The EYLEA HD (aflibercept) label update announcement reports that the FDA updated U.S. prescribing information to permit consideration of individualized dosing intervals up to approximately every 20 weeks in selected patients with wet age-related macular degeneration (wAMD) and diabetic macular edema (DME) following one year of sustained response. In the description, “successful response” is characterized in general terms as being based on visual and anatomic outcomes, without rigidly defined criteria, and the press release frames eligible patients as those who have maintained these improvements over time. The announcement also states that the label change incorporates longer-term trial data and expands the labeled range of injection intervals. This summary reflects the evidentiary basis cited and the dosing language described in the release.

The press release attributes the update to 96-week data from the pivotal PULSAR (wAMD) and PHOTON (DME) trials and describes sustained efficacy and safety through two years with extended dosing intervals. Among EYLEA HD–treated patients who completed week 96, the announcement reports that 71% and 47% of wAMD patients achieved last assigned dosing intervals of ≥16 weeks and ≥20 weeks, respectively, and 72% and 44% of DME patients achieved intervals of ≥16 weeks and ≥20 weeks, respectively. These figures are presented specifically for patients who completed the 96-week timepoint, representing a subset of the trial population and potentially subject to selection bias. Within that context, the 96-week findings are presented as supporting evidence for the FDA’s allowance of longer individualized dosing intervals.

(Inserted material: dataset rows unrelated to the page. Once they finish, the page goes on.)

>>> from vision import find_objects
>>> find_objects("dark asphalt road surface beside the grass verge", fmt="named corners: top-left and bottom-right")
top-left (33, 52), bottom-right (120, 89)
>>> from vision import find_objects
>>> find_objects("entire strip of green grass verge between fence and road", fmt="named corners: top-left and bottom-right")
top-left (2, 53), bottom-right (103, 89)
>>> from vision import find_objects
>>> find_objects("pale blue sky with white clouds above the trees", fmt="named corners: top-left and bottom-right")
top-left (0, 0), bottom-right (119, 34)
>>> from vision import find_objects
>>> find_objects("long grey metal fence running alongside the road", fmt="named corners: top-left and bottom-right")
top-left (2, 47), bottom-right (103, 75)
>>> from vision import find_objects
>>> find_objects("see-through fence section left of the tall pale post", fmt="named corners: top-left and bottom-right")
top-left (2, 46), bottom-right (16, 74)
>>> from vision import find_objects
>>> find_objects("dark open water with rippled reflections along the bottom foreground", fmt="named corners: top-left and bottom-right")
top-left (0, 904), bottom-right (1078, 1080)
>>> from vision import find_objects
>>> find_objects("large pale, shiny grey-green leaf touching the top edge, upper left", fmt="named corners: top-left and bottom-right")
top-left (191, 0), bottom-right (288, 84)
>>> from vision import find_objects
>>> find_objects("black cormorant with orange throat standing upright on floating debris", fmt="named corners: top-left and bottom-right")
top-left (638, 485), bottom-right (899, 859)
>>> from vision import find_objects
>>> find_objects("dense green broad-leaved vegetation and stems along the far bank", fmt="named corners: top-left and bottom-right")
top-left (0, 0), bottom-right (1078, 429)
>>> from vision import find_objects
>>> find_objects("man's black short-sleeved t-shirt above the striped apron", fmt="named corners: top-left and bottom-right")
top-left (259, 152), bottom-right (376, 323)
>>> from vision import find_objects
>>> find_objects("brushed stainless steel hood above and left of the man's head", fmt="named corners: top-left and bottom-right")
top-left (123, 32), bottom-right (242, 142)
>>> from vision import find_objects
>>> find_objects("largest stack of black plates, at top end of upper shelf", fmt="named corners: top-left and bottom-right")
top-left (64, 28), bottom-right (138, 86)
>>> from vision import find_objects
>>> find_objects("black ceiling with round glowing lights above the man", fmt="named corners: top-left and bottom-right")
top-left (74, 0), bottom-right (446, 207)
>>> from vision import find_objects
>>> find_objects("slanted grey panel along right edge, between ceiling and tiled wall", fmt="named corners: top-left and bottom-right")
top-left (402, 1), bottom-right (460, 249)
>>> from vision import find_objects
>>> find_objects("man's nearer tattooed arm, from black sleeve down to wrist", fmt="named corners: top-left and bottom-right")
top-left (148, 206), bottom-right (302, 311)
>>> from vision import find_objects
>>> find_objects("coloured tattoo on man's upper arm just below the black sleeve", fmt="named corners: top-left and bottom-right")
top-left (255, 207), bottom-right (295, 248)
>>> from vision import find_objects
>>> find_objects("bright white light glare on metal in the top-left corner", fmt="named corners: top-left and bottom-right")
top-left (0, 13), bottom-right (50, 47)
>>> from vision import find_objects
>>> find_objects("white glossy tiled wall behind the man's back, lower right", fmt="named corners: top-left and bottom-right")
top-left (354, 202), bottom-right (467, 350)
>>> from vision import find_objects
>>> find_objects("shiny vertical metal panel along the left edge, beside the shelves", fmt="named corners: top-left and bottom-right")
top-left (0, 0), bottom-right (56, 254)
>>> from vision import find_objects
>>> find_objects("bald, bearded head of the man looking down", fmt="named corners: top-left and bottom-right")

Updated dosing language described in the announcement outlines a sequence beginning with three initial monthly doses, followed by maintenance dosing once every 8 to 16 weeks (±1 week). After one year of sustained response, the prescribing information language described in the release indicates that extension to approximately every 20 weeks (±1 week) may be considered in selected patients. The press release also notes that some patients may not maintain response on extended intervals and, for those individuals, describes a return to more frequent dosing (approximately every 4 weeks). Overall, the dosing approach is characterized as individualized within labeled ranges and contingent on maintaining treatment response.

With the label permitting 8–16-week maintenance dosing and the option to extend to approximately 20 weeks in appropriately selected patients, the announcement describes an expanded range of potential injection intervals for wAMD and DME.

On safety, the release lists common adverse reactions reported across approved indications (≥3%), including cataract, conjunctival hemorrhage, corneal epithelium defect, increased intraocular pressure, ocular discomfort (eye pain/irritation), retinal hemorrhage, blurred vision, vitreous detachment, and vitreous floaters. These adverse events are generally consistent with the known safety profile of intravitreal anti-VEGF therapies and are not specific to extended dosing intervals alone.

Overall, the announcement centers on FDA-permitted interval flexibility, framed around sustained visual and anatomic response and supported by longer-term pivotal trial data.